Vitamin D insufficiency is associated with proteinuria and could be a risk factor for end-stage renal disease (ESRD). However, few studies have examined the significance of vitamin D insufficiency as a contributing factor for the development of ESRD in the Asian chronic kidney disease (CKD) population.
Authors examined the relationship between vitamin D status and the staging of CKD using data from an outpatient clinic-based screening in 2,895 Thai CKD patients. Serum levels of 25-hydroxyvitamin D were analyzed according to CKD stages. Vitamin D deficiency and insufficiency were defined as a serum 25-hydroxyvitamin D concentration < 10 ng/mL and 10–30 ng/mL, respectively.

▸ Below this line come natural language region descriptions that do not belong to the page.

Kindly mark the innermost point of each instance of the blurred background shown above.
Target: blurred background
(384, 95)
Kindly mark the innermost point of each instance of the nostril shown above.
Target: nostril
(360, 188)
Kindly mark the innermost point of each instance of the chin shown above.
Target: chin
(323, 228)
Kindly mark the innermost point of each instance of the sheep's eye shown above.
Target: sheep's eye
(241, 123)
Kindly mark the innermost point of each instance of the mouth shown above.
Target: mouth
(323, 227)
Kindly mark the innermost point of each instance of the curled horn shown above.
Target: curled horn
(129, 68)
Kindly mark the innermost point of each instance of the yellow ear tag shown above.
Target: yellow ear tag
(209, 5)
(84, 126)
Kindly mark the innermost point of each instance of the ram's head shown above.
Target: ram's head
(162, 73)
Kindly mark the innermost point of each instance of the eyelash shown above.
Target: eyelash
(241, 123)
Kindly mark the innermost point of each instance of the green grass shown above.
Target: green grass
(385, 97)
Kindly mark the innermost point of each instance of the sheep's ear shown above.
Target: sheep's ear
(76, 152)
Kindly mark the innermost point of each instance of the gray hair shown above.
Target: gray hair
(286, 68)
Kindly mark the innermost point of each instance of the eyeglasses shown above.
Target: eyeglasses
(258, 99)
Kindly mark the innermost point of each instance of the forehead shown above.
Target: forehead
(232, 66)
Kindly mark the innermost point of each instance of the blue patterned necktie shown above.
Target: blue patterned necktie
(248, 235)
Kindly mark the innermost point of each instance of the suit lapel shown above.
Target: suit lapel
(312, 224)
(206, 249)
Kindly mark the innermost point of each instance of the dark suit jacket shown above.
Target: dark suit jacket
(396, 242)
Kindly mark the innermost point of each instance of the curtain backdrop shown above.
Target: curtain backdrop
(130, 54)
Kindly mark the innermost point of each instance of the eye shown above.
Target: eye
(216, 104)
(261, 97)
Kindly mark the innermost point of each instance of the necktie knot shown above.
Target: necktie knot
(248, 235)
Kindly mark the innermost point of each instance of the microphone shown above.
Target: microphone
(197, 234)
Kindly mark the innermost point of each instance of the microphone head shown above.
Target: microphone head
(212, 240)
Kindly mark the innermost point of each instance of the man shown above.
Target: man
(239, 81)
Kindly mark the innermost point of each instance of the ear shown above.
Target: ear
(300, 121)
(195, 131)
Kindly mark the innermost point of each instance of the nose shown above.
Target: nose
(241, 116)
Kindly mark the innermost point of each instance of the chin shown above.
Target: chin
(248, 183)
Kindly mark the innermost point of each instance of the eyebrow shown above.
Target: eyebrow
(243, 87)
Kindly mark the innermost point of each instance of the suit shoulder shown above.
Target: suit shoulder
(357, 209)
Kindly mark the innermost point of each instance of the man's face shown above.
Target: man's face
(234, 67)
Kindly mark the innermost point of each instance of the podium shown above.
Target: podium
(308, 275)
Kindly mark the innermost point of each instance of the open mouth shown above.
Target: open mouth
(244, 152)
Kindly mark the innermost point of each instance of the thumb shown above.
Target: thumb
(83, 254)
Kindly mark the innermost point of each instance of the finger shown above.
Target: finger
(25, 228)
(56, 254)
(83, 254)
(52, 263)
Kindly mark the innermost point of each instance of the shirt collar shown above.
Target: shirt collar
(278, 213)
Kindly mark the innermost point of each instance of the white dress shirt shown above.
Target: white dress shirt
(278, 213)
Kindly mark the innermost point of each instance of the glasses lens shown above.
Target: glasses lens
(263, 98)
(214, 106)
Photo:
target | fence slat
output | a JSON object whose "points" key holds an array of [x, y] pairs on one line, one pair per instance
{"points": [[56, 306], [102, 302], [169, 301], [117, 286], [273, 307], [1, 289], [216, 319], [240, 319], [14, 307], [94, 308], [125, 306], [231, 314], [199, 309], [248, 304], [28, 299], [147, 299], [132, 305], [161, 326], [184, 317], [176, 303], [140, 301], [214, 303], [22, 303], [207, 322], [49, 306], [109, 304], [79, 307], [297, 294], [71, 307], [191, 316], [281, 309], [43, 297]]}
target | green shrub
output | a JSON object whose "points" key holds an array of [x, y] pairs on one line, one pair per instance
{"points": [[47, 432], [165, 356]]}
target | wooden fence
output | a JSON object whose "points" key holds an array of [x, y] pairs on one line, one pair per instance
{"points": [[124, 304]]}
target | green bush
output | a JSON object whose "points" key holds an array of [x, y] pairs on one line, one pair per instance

The mean (SD) 25-hydroxyvitamin D levels were significantly lower according to severity of renal impairment (CKD stage 3a: 27.84±14.03 ng/mL, CKD stage 3b: 25.86±11.14 ng/mL, CKD stage 4: 24.09±11.65 and CKD stage 5: 20.82±9.86 ng/mL, p<0.001). The prevalence of vitamin D deficiency/insufficiency was from CKD stage 3a, 3b, 4 to 5, 66.6%, 70.9%, 74.6%, and 84.7% (p<0.001). The odds ratio (95% CI) of vitamin D insufficiency/deficiency (serum 25-hydroxyvitamin D ≤ 30 ng/mL) and vitamin D deficiency (serum 25-hydroxyvitamin D < 10 ng/mL) for developing ESRD, after adjustment for age, gender, hemoglobin, serum albumin, calcium, phosphate and alkaline phosphatase were 2.19 (95% CI 1.07 to 4.48) and 16.76 (95% CI 4.89 to 57.49), respectively.
This study demonstrates that 25-hydroxyvitamin D insufficiency and deficiency are more common and associated with the level of kidney function in the Thai CKD population especially advanced stage of CKD.